The first, and perhaps most terrifying, is that I was happily sitting on the couch the other day navigating my way around and (at the particular moment of terror) I happened to be using brompton's bike builder to see how much it costs to build a custom six speed brompton (for no particular reason) when Kim walked past, glanced at my screen, and said "You're not buying a new bike".

Let me just write those chilling words again:

"You're not buying a new bike."

She didn't say the more subtle "Do you need another bike?"  or even the set up for a fall question: "Looking at a new bike?".

Nope, she went straight to "You're not buying a new bike".

That is the invocation of the lesser known S-1 component of rule 12 of the Velominati, ie.

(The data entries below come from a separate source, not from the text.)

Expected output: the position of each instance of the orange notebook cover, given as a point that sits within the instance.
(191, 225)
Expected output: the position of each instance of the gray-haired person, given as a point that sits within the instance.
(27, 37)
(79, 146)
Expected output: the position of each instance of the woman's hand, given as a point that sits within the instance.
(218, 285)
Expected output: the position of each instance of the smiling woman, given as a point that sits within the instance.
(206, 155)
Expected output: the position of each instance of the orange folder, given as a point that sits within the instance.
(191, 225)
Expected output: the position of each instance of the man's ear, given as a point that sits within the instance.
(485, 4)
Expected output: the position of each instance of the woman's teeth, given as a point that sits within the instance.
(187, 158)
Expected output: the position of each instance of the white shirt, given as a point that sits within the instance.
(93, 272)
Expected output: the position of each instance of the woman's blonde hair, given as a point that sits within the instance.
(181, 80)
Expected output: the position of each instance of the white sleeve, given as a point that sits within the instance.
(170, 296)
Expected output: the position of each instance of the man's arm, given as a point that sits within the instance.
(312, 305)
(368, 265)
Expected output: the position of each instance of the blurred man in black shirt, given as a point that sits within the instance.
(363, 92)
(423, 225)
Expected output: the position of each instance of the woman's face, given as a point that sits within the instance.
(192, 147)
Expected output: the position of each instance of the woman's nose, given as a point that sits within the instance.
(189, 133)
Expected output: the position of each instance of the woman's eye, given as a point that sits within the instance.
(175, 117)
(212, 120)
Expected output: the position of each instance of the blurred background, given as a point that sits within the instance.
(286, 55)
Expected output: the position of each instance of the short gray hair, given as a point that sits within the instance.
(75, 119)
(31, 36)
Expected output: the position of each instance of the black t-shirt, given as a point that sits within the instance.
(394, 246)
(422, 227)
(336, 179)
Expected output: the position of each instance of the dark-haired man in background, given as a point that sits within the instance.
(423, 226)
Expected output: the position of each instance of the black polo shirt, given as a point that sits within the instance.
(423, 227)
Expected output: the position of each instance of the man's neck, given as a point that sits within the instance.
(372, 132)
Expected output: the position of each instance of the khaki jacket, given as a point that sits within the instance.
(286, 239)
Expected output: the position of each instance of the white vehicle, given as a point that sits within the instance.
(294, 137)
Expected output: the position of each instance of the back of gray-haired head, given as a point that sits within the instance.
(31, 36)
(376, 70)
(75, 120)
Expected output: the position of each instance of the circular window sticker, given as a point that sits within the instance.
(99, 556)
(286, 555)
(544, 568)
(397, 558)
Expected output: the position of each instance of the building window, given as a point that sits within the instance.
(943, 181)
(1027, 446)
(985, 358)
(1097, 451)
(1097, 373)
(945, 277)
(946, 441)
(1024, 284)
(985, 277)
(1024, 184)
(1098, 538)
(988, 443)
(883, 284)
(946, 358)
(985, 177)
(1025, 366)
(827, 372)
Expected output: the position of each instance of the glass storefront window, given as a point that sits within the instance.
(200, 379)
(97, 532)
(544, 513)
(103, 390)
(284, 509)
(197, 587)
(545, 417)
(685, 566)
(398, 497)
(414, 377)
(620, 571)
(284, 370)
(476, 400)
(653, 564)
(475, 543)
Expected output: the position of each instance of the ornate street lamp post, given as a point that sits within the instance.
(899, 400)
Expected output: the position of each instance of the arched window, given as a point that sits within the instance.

Rule #12// The correct number of bikes to own is n+1.
"While the minimum number of bikes one should own is three, the correct number is n+1, where n is the number of bikes currently owned. This equation may also be re-written as s-1, where s is the number of bikes owned that would result in separation from your partner."
I never thought I'd hit S-1, and I especially never thought I'd hit S-1 looking at a brompton.

To be honest, I thought that was it, the end, no reason to go on, but then the second scary thing happened.

Long term readers may recall the story of Boo and Kim's ability to make new animals appear in our household whenever I blink.

Well, for a year and two weeks I managed to resist the flood of new animals entering our abode:  I drank my red bull, I never shut my eyes, and we remained new pet free.

Then, just after Xmas, Zara came home from a sleepover and she started talking about her friends rats.

Rats for god sake.

She wanted these rats so badly, and they were so cute, and she would look after them, and play with them for an hour every day, and they would be in her room, and she would feed them and clean their cage .... and I'll stop there because we've all heard this story or said those words ourselves when we wanted a new animal as a child.

So, I said no, not happening, no way, end of discussion.

Then Kim started talking about how much she had wanted a Gerbil when she was Zara's age ...

You already know where this is going don't you ...

Kim and Zara went and got "Bubble" and "Squeak" (and god only knows how many hundreds of dollar of rat gear) the next day ...

So now we have rats.

Which got me thinking - by my count we now had two kids, two dogs, one cat, three chooks and two rats.  The number of animals in our household is eleven (N=11).

By my count I only own about 10 bikes (N=10).

Surely, I mean almost certainly, any reasonable person would agree that the number of animals in a house should never exceed the number of bikes owned by one person (important caveat as Kim and the kids also have bikes)?

I mean yes, you'd agree, wouldn't you?

ipso facto - I need a new bike ...  or two - so let's get back to this brompton.